COVID-19 reinforced the principle that companies need access to greater to liquidity to address uncertainties, extended sales cycles and provide potential customers with confidence in the financial strength of the Group.  In addition, the Convertible Loan strengthened the financial position of the Company and provides access to working capital and growth capital.

Use of cash in the year

Our net cash inflow in the year was £0.9m, which included the £3.0m Kestrel Convertible Loan receipt, of which £1.0m was used for capitalised research and development, £0.9m was used to settle the Harbert Debt Facility and the balance was used to provide working capital for KRM22.

Going concern

Analysis of KRM22’s going concern position is detailed in note 2 (notes to the financial information).

Shareholdings and Earnings per share

As at 31 December 2020, KRM22 had 26,719,127 shares in issue.  The undiluted weighted average number of shares for the period to 31 December 2020 was 24,414,093.  The difference in the two numbers results from the timing of shares issued for the equity fundraise completed on 13 May 2020 and the conversion of the Cinnober Convertible Loan Note on 28 June 2020.

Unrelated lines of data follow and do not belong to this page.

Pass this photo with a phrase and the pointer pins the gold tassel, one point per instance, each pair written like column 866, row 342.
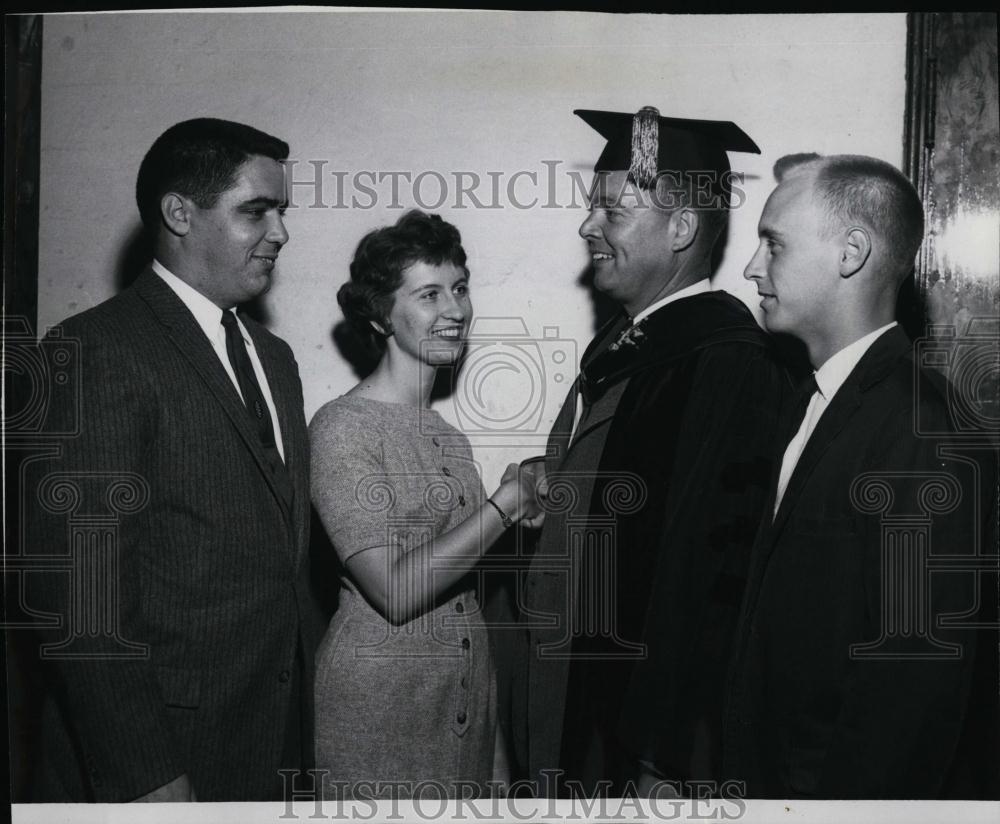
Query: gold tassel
column 645, row 147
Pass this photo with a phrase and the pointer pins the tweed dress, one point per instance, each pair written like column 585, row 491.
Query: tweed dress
column 415, row 702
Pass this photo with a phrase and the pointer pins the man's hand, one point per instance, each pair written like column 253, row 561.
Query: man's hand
column 532, row 471
column 180, row 789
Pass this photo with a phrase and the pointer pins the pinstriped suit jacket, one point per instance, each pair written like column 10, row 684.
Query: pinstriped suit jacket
column 186, row 669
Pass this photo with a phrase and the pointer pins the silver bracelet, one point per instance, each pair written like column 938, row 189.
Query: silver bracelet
column 507, row 522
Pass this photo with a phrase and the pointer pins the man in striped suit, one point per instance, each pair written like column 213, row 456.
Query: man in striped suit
column 178, row 661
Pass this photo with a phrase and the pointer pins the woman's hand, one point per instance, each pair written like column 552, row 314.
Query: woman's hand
column 518, row 497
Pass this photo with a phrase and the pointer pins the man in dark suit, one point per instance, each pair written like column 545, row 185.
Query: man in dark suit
column 656, row 477
column 177, row 661
column 856, row 648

The resulting Earning per Share (“EPS”) is a 24.1p loss per share (2019: loss of 30.4p) on a weighted average number of shares basis (equivalent to 24,414,093 on the shares in issue at year end).  Due to the loss made, diluted EPS is the same as EPS.

Dividend

We aim to deliver capital growth for shareholders to generate an attractive total return.  However we do not recommend a dividend for the year, but may choose to do so in future years.

Conclusion

Whilst 2020 has been challenging in terms of time taken to convert the sales pipeline and increased customer churn, adjusted EBITDA loss has reduced to £0.2m from £3.1m in 2019 and total recognised revenue has increased to £4.6m from £4.1m in 2019.  The Kestrel Convertible Loan has helped strengthen the financial position of KRM22 and this, together with the sales pipeline opportunities, means that KRM22 is well placed for growth in 2021.